Table of Contents

1. Introduction to Bioinformatics

With the rapid development of Molecular Biology a massive amount of biological data including DNA, RNA and protein data began to accumulate during the last few decades. The development of powerful technologies such as NGS (Next Generation Sequencing), Microarray technologies, RNA Seq, etc. enabled a boost in biological data. As a consequence, biologists needed an efficient way of manipulating these data such that they can store them as well as retrieve them when ever needed. Biologists have used computers as important tools since early 1960s (a decade before sequencing technologies are developed) to handle accumulating protein data generated by protein biochemistry (Hagen et al. 2000). Various genome projects such as HGP (Human Genome Project) further necessitate computer power to analyze data as well as databases to store data. As a result a novel field, “Bioinformatics”, emerged.
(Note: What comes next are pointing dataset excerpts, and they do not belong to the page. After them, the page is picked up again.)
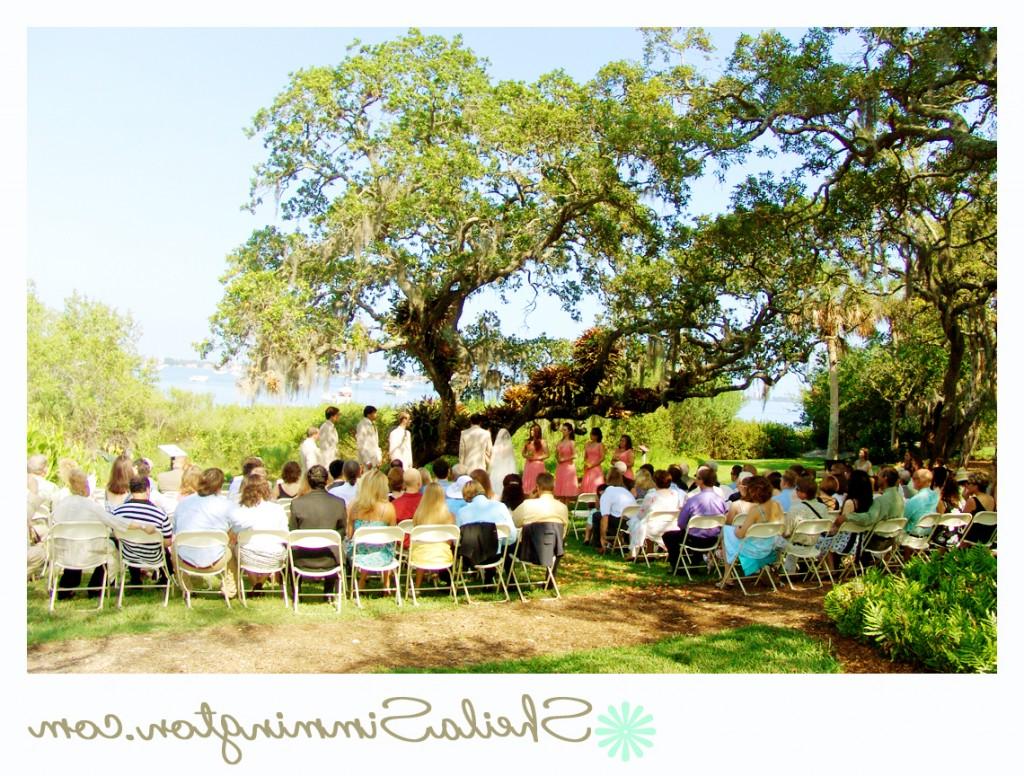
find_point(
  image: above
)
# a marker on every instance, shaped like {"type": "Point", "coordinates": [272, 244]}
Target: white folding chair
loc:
{"type": "Point", "coordinates": [201, 540]}
{"type": "Point", "coordinates": [943, 525]}
{"type": "Point", "coordinates": [850, 558]}
{"type": "Point", "coordinates": [882, 540]}
{"type": "Point", "coordinates": [802, 547]}
{"type": "Point", "coordinates": [145, 544]}
{"type": "Point", "coordinates": [78, 546]}
{"type": "Point", "coordinates": [259, 561]}
{"type": "Point", "coordinates": [912, 545]}
{"type": "Point", "coordinates": [656, 524]}
{"type": "Point", "coordinates": [378, 536]}
{"type": "Point", "coordinates": [694, 523]}
{"type": "Point", "coordinates": [758, 531]}
{"type": "Point", "coordinates": [327, 541]}
{"type": "Point", "coordinates": [550, 530]}
{"type": "Point", "coordinates": [422, 535]}
{"type": "Point", "coordinates": [621, 541]}
{"type": "Point", "coordinates": [497, 565]}
{"type": "Point", "coordinates": [983, 519]}
{"type": "Point", "coordinates": [584, 507]}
The NCBI (National Center for Biotechnology Information) bioinformatics is defined as follows:

“Bioinformatics is the field of science in which biology, computer science, and information technology merge into a single discipline.There are three important sub-disciplines within bioinformatics: the development of new algorithms and statistics with which to assess relationships among members of large data sets; the analysis and interpretation of various types of data including nucleotide and amino acid sequences, protein domains, and protein structures; and the development and implementation of tools that enable efficient access and management of different types of information.”

2. Databases

There are three major databases function as DNA data repositories while there are other databases specifically developed to store protein sequences, protein structures, small RNA sequences, etc. Few of them are given below:

1. DNA Databases:

2. Protein Sequence Databases:

3. Protein Structure Databases:

4. Small RNA Databases:

Other than these common databases there are organism specific databases, where a massive amount of information can be retrieved. For example researchers working with human systems have benefited with the development of Human Genome Browser. Scientists working with famous fruit fly Drosophila melanogaster make use of FlyBase. Model plant Arabidopsis has its own database, TAIR. Likewise there is a C. elegans specific database, WormBase. These organism specific databases helped to narrow down searches.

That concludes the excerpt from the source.